Listening to asylum-seekers' stories

The xenophobic attacks that swept the country in 2008 have prompted plenty of research about the ways in which South Africans treat immigrants.  In the Rhodes Linguistics department, Leigh Crymble completed an excellent Master's thesis on representations of migrants in the South African media. Sociologists and anthropologists have written plenty of articles on the subject. But apart from studies of migrants in the media, South African linguists have not really contributed much to the debate on improving conditions for immigrants to South Africa.

That is why Bridgitte le Du, a Linguistics MA student, is interested in studying the stories of asylum-seekers in South Africa. While the South African Constitution upholds the rights of refugees, applicants for asylum have to navigate their way through a Home Affairs system that is overloaded and includes immigration officials who can sometimes be contemptuous and downright abusive towards them. They can remain in limbo for six or seven years due to backlogs in the system. And South African society in general is still far from friendly to African asylum seekers, thanks to negative 'foreigner discourses' from the government and media.

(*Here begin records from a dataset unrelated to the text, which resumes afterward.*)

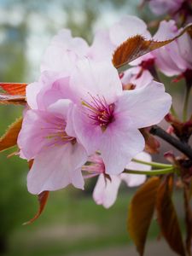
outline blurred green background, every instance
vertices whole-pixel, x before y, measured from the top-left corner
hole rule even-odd
[[[0,80],[37,80],[44,50],[63,27],[91,42],[96,30],[109,26],[124,15],[137,15],[148,21],[153,17],[147,9],[137,9],[139,2],[0,0]],[[21,113],[20,107],[0,106],[1,135]],[[0,254],[129,254],[131,243],[126,233],[126,213],[134,190],[123,187],[115,205],[106,210],[93,201],[93,184],[87,184],[85,192],[69,187],[51,193],[39,219],[22,226],[35,214],[38,201],[26,189],[26,162],[15,156],[7,159],[11,152],[0,154]],[[157,234],[154,221],[149,237],[155,238]],[[167,253],[165,256],[172,255]]]

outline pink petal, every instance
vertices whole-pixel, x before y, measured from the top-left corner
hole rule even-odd
[[[106,173],[116,175],[122,172],[127,163],[143,148],[144,139],[139,131],[127,130],[122,124],[111,124],[103,132],[99,148]]]
[[[44,190],[57,190],[72,183],[84,189],[81,166],[86,161],[86,154],[79,144],[67,143],[48,148],[34,160],[27,176],[27,188],[32,194]]]
[[[143,128],[158,124],[169,112],[172,98],[165,92],[162,84],[153,81],[149,84],[124,91],[116,103],[119,119],[129,123],[130,129]]]
[[[110,103],[122,92],[118,72],[108,61],[79,61],[72,77],[71,86],[80,102],[83,100],[92,101],[90,96],[100,96]]]
[[[150,154],[145,152],[139,153],[134,158],[146,162],[151,161]],[[143,164],[139,164],[134,161],[131,161],[126,166],[126,169],[137,170],[137,171],[150,171],[151,166]],[[128,187],[135,187],[135,186],[139,186],[145,182],[146,175],[121,173],[120,178],[126,183]]]
[[[96,203],[102,205],[105,208],[109,208],[115,202],[120,185],[119,176],[110,176],[110,178],[111,181],[101,174],[93,191],[93,199]]]

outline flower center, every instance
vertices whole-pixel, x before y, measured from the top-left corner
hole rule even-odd
[[[91,102],[82,101],[82,105],[89,111],[88,117],[92,119],[93,125],[99,125],[104,131],[108,125],[114,120],[114,103],[108,104],[105,98],[91,96]]]

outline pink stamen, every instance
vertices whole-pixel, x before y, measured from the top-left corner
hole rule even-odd
[[[101,98],[99,96],[96,97],[90,95],[90,97],[92,99],[90,103],[82,101],[82,105],[90,112],[90,113],[86,113],[90,119],[94,120],[93,125],[100,125],[104,131],[108,125],[114,120],[114,104],[108,104],[106,99]]]

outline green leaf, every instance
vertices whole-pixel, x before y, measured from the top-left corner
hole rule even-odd
[[[133,196],[128,212],[127,229],[140,255],[143,255],[148,228],[155,208],[156,193],[160,183],[150,177]]]
[[[112,59],[113,64],[119,73],[124,72],[127,69],[127,65],[131,61],[154,49],[172,43],[185,32],[188,32],[191,37],[192,25],[185,26],[177,37],[166,41],[146,40],[141,35],[130,38],[115,49]]]

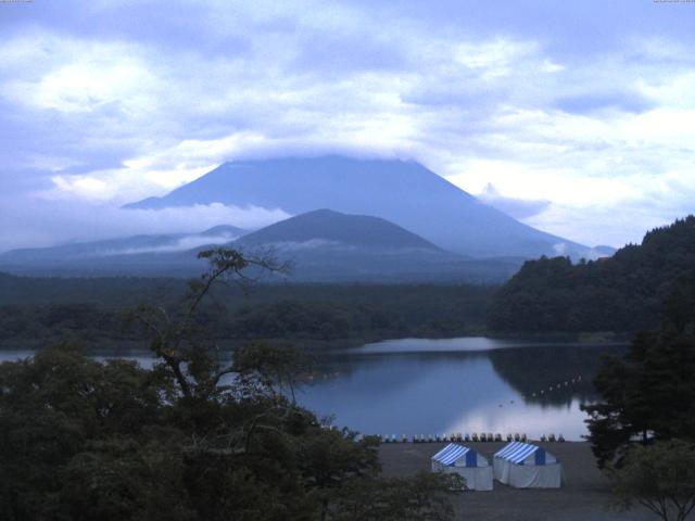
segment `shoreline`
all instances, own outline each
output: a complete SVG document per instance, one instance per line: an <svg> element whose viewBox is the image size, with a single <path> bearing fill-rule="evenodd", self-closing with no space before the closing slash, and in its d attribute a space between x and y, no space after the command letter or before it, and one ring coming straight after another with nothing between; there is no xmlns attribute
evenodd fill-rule
<svg viewBox="0 0 695 521"><path fill-rule="evenodd" d="M556 456L563 465L560 488L513 488L494 481L492 492L464 492L451 496L456 519L467 521L652 521L646 509L615 509L610 483L596 467L589 442L531 442ZM485 456L506 442L464 445ZM430 471L430 457L446 443L386 443L379 447L383 475L399 478Z"/></svg>

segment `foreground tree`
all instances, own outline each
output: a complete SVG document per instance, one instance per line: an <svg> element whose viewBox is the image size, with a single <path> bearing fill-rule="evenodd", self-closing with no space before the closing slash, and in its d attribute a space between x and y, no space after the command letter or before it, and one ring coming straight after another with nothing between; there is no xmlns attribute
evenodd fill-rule
<svg viewBox="0 0 695 521"><path fill-rule="evenodd" d="M202 256L211 270L180 309L134 314L152 370L67 344L0 365L0 519L351 519L349 487L363 511L399 511L407 499L403 511L451 519L447 483L380 480L376 440L328 429L296 405L291 351L251 343L231 361L218 356L201 302L225 277L273 266L228 250ZM377 497L371 484L390 492ZM407 486L413 496L395 494Z"/></svg>
<svg viewBox="0 0 695 521"><path fill-rule="evenodd" d="M664 521L684 521L695 508L695 445L680 441L636 447L609 472L619 504L642 505Z"/></svg>
<svg viewBox="0 0 695 521"><path fill-rule="evenodd" d="M658 331L640 333L595 380L603 399L584 407L599 467L620 465L634 443L695 442L695 275L678 281Z"/></svg>

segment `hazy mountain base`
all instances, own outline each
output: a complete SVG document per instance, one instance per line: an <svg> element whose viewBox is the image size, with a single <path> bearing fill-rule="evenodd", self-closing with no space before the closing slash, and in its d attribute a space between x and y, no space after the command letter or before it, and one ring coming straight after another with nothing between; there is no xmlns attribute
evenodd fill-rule
<svg viewBox="0 0 695 521"><path fill-rule="evenodd" d="M444 250L476 257L596 256L481 203L415 162L325 156L225 163L163 198L127 207L211 203L381 217Z"/></svg>
<svg viewBox="0 0 695 521"><path fill-rule="evenodd" d="M222 238L222 229L193 236ZM233 231L233 229L232 229ZM240 232L241 230L237 230ZM228 230L228 232L230 232ZM197 249L180 246L191 237L137 236L54 247L16 250L0 255L0 268L49 277L194 277L205 264ZM281 282L448 282L500 283L521 266L521 258L473 259L445 252L384 219L321 209L308 212L220 244L248 256L268 252L291 269L265 275Z"/></svg>

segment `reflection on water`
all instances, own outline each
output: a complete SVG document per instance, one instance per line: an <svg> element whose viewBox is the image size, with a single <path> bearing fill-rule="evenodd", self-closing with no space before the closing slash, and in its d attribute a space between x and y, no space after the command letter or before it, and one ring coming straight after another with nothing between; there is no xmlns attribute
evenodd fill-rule
<svg viewBox="0 0 695 521"><path fill-rule="evenodd" d="M491 339L389 341L321 356L298 399L364 433L579 440L586 433L580 405L595 397L591 381L601 354L623 351Z"/></svg>
<svg viewBox="0 0 695 521"><path fill-rule="evenodd" d="M601 354L623 352L484 338L380 342L316 356L298 401L368 434L561 433L579 440L586 433L580 405L595 398L591 381ZM4 351L0 360L30 354ZM152 365L147 354L123 356Z"/></svg>

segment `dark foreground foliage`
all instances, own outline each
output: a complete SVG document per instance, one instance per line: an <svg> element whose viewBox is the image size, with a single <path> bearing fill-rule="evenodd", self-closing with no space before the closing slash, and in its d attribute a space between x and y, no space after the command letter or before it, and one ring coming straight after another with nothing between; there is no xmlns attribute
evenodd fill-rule
<svg viewBox="0 0 695 521"><path fill-rule="evenodd" d="M527 262L496 294L494 331L640 331L658 327L673 282L695 266L695 217L649 231L641 245L573 265Z"/></svg>
<svg viewBox="0 0 695 521"><path fill-rule="evenodd" d="M660 329L636 335L622 359L604 360L603 401L585 407L602 467L620 465L635 443L695 442L695 272L678 279Z"/></svg>
<svg viewBox="0 0 695 521"><path fill-rule="evenodd" d="M375 439L294 403L291 353L255 342L215 356L201 303L254 262L205 255L180 306L132 313L152 369L72 344L0 365L0 519L451 519L451 478L381 479Z"/></svg>
<svg viewBox="0 0 695 521"><path fill-rule="evenodd" d="M609 476L624 509L642 505L664 521L684 521L695 510L695 444L636 447Z"/></svg>

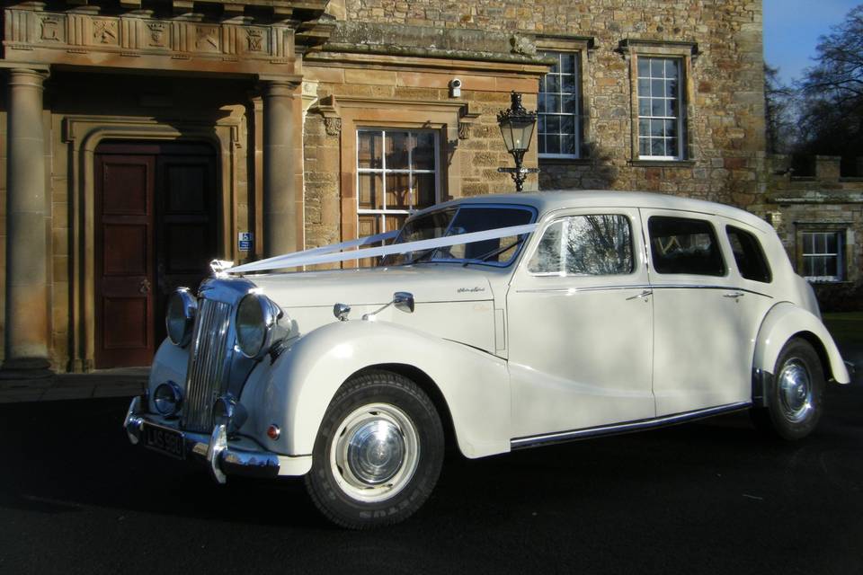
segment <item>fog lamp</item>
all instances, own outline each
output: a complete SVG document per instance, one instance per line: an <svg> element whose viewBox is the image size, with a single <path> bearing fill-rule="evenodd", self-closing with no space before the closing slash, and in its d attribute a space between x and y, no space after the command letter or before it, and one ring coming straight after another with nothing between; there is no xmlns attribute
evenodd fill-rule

Bridgitte aims to interview asylum-seekers at the Nelson Mandela Metropolitan University Refugee Rights Centre, inviting them to talk with her about their experiences of coming to South Africa and particularly about their stories of applying for asylum. Then she aims to analyse these, using a mixture of the Transitivity and appraisal methods of analysis from Systemic Functional Linguistics, as well as Critical Discourse Analysis. Her aim is to discover how these people make sense of the concept of 'belonging' and the process of identifying with different countries and groups of people in the light of their experiences in South Africa.

Bridgitte says that “linguistics has a role to play that it's not yet playing” in helping us understand the way immigrants think and feel about South Africa. Her research has great potential to highlight the need for our government and society to uphold refugees' rights.